Now, normally, in a market dominated by one vendor, if you wanted to put something like UNIX on desktop PCs, you could do it on higher-end PCs and charge a premium for it, at least initially, until volumes allowed you to get the economies of scale needed to drop support costs so that you could more aggressively price the products.

 

Or, there would be a large, well-funded software vendor behind the effort that was initially willing to subsidize the lower prices for competitive reasons. OpenOffice and Star Office both were partially subsidized by Sun, for example. But, even here, Sun is a primary Dell competitor and the two companies don't like each other much. Plus, getting someone to pay extra for OpenOffice could be a problem.

 

But what if Dell could create a premium product that ran Linux? Let's say it contracted with Corel for productivity and photography products. (Corel is viewed as a strong provider in this segment and is well penetrated in government and legal verticals). This would give it a stronger, from a revenue and profit standpoint, product set. Then it could take the top Linux desktop distribution, which I believe is Ubuntu now, and contract to have it made even more user friendly or work with Novell to do the same. But, rather than targeting Microsoft, let's say it targeted Apple in terms of hardware quality, design and user experience. The result might be a premium offering, particularly if the hardware was uniquely attractive.

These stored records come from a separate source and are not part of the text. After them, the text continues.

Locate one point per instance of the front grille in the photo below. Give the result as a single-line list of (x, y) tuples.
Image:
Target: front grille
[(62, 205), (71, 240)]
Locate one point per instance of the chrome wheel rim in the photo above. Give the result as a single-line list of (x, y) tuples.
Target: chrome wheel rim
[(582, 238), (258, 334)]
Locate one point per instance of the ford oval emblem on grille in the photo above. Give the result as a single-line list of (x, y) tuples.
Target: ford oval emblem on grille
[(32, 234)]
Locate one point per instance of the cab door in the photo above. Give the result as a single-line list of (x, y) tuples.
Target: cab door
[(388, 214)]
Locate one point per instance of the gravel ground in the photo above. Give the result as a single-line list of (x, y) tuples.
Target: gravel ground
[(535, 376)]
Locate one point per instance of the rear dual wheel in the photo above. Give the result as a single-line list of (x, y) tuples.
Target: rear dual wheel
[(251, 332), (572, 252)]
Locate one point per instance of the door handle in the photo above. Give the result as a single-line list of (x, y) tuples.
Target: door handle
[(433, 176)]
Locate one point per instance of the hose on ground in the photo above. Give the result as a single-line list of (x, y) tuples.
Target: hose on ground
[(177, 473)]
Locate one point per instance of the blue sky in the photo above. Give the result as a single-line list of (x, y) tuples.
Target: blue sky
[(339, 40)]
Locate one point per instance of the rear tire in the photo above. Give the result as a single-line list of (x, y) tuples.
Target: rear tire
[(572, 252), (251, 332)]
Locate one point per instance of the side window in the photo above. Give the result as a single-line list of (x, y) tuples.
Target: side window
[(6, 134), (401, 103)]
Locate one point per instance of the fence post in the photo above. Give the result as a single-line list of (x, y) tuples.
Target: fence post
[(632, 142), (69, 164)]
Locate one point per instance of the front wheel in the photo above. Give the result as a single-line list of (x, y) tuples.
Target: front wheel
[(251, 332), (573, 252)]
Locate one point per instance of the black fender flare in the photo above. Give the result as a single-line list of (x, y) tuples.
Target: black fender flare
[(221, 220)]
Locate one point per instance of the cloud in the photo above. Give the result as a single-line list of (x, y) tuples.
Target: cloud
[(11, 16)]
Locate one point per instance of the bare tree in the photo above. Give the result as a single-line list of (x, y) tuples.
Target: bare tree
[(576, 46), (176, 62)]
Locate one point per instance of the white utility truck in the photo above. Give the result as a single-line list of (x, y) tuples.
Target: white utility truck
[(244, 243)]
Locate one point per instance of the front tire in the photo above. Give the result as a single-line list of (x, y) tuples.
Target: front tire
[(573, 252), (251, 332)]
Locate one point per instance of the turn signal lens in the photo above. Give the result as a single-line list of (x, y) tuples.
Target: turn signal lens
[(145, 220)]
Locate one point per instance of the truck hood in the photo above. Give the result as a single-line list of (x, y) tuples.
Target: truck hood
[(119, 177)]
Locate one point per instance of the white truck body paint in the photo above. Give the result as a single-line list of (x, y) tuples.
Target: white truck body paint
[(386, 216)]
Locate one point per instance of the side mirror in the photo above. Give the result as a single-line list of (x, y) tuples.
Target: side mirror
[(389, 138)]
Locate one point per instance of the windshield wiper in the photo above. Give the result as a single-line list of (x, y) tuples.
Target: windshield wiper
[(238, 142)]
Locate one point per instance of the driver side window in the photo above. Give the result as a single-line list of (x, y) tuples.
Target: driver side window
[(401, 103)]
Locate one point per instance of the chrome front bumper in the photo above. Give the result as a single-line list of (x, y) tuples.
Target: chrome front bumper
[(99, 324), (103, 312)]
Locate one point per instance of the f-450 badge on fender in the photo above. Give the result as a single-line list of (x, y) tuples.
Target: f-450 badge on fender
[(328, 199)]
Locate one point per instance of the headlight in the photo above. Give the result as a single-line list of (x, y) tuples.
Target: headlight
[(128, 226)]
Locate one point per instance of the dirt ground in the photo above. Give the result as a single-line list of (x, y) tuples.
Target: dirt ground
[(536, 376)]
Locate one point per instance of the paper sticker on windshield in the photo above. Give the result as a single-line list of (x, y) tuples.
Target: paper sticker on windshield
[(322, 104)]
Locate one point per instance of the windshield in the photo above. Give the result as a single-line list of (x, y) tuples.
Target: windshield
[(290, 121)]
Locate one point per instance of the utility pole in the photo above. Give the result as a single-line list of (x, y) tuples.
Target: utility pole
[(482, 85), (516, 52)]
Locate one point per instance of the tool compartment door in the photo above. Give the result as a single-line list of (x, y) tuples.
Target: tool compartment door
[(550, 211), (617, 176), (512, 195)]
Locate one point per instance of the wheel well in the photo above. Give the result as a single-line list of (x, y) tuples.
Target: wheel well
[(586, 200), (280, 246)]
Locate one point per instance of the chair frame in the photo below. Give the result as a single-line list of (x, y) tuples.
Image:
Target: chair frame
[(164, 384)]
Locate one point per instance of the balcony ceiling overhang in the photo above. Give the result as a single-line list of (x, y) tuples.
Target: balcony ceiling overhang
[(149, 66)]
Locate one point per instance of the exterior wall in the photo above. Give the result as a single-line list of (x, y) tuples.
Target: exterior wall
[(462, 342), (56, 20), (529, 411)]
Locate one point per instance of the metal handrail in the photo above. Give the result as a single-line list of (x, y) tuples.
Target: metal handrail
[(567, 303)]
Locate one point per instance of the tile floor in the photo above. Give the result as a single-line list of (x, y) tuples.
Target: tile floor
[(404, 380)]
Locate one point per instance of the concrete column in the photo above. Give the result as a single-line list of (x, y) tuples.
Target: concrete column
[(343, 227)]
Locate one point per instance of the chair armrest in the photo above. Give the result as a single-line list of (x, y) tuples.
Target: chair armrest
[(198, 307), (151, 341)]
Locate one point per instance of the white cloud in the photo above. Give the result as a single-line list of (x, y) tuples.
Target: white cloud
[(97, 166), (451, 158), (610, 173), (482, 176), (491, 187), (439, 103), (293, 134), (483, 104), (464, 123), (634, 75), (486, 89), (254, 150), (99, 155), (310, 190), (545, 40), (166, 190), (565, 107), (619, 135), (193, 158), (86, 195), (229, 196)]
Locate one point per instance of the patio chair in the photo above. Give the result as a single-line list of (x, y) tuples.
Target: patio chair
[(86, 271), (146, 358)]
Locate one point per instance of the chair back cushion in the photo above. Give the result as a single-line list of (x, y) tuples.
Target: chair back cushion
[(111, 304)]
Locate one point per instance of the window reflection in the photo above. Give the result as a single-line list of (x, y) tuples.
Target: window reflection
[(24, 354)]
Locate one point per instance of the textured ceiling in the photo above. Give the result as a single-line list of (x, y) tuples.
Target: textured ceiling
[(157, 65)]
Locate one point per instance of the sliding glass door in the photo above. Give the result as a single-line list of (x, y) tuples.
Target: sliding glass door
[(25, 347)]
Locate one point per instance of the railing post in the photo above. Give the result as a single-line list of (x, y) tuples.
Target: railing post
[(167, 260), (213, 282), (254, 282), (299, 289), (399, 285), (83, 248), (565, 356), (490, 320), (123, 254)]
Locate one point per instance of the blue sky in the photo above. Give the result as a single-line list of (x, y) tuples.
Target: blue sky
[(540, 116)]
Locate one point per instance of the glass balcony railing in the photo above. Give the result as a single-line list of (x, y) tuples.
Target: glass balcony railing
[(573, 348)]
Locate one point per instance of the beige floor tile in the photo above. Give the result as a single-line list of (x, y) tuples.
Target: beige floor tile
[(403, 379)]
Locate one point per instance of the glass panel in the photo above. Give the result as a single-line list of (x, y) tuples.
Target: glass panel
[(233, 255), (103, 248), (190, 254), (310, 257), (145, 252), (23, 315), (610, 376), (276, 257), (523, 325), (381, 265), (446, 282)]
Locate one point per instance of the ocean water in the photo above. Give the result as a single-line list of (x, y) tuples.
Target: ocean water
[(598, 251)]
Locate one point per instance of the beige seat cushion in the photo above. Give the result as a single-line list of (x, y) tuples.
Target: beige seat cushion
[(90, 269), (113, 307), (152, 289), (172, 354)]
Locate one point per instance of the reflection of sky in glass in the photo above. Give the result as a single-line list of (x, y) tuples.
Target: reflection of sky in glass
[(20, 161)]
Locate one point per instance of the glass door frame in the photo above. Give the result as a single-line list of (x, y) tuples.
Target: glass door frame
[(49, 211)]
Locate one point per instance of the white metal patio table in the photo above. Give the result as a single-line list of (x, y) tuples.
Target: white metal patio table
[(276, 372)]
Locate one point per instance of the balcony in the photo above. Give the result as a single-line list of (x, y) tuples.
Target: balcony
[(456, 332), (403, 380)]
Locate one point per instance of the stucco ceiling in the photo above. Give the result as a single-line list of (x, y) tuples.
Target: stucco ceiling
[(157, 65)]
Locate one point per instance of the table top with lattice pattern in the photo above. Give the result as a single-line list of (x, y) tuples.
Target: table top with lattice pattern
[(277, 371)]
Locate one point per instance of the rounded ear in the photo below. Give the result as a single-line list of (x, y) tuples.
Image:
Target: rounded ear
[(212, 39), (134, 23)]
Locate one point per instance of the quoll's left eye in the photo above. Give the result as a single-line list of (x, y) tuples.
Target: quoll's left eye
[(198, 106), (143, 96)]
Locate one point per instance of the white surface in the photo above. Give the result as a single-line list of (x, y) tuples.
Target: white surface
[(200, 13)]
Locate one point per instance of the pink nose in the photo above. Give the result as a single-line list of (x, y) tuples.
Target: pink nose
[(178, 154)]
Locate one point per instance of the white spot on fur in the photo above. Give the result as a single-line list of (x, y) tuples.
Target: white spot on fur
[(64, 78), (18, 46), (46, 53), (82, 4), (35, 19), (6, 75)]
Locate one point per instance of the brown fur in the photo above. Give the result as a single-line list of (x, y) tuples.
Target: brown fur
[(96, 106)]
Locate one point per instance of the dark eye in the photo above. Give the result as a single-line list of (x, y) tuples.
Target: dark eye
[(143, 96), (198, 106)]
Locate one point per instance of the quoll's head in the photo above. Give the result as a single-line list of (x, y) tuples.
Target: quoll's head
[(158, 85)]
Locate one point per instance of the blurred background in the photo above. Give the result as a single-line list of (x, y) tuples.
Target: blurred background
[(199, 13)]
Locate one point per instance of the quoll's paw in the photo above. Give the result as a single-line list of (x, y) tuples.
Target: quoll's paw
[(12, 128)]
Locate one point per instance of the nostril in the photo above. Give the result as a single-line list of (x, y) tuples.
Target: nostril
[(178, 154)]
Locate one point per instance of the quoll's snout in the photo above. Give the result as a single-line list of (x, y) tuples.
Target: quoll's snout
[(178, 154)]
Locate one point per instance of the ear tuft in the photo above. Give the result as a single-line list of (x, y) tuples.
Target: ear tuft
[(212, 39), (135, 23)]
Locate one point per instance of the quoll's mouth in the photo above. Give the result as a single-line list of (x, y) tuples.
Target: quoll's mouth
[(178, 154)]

That could pull an audience and pull a profit.

 

We come back, however, to FSF and the fact that it would probably do whatever it could to ensure this wouldn't work because it would view the move as blasphemous.

 

Why the OEMs Want to Do Linux

 

The reason the OEMs, and Dell is far from the only one, want to do Linux is because they are upset with Microsoft and fixed a similar problem with Intel by partnering with AMD.   In the Intel case, Intel wasn't listening to them and was doing things like playing around in the consumer electronics market with products that competed with their own offerings. Without AMD, they had to grit their teeth and take it, but as soon as they brought AMD into the picture, Intel exited consumer electronics and started to listen to them (and when it didn't, the OEMs went farther with AMD).

 

While this wouldn't have been possible had AMD not been executing well, it was largely Intel that got them to where they are today and the OEMs like what AMD is doing to help them. They want another AMD but one to position against Microsoft because Microsoft isn't listening and is increasingly positioning the Xbox against their own PC products. In addition, the Xbox is closer to what they have been asking Microsoft to give them in the Media Center and Origami, so it is almost as if Microsoft is only applying their requests to products that they have to compete with now. That is understandably upsetting them.

 

But standing against their efforts is the FSF and both the focus on "Free" for Linux and GPL 3.0 which, to the OEMs appears anti-them. So, if you want to see Linux on a Dell machine, somehow the risk has to be less and the profit has to be more than it is today, and it isn't Microsoft that is standing in the way. On the contrary, Microsoft is the biggest driver for the effort right now, albeit unintentionally.

 

So, would you be willing to pay as much for Linux that was fully supported by Dell as you would for Windows? Or, put another way -- is Linux worth more or less to you than Windows? If it is really worth less, maybe that is the problem that needs to be addressed before you complain about OEMs not putting Linux on PCs.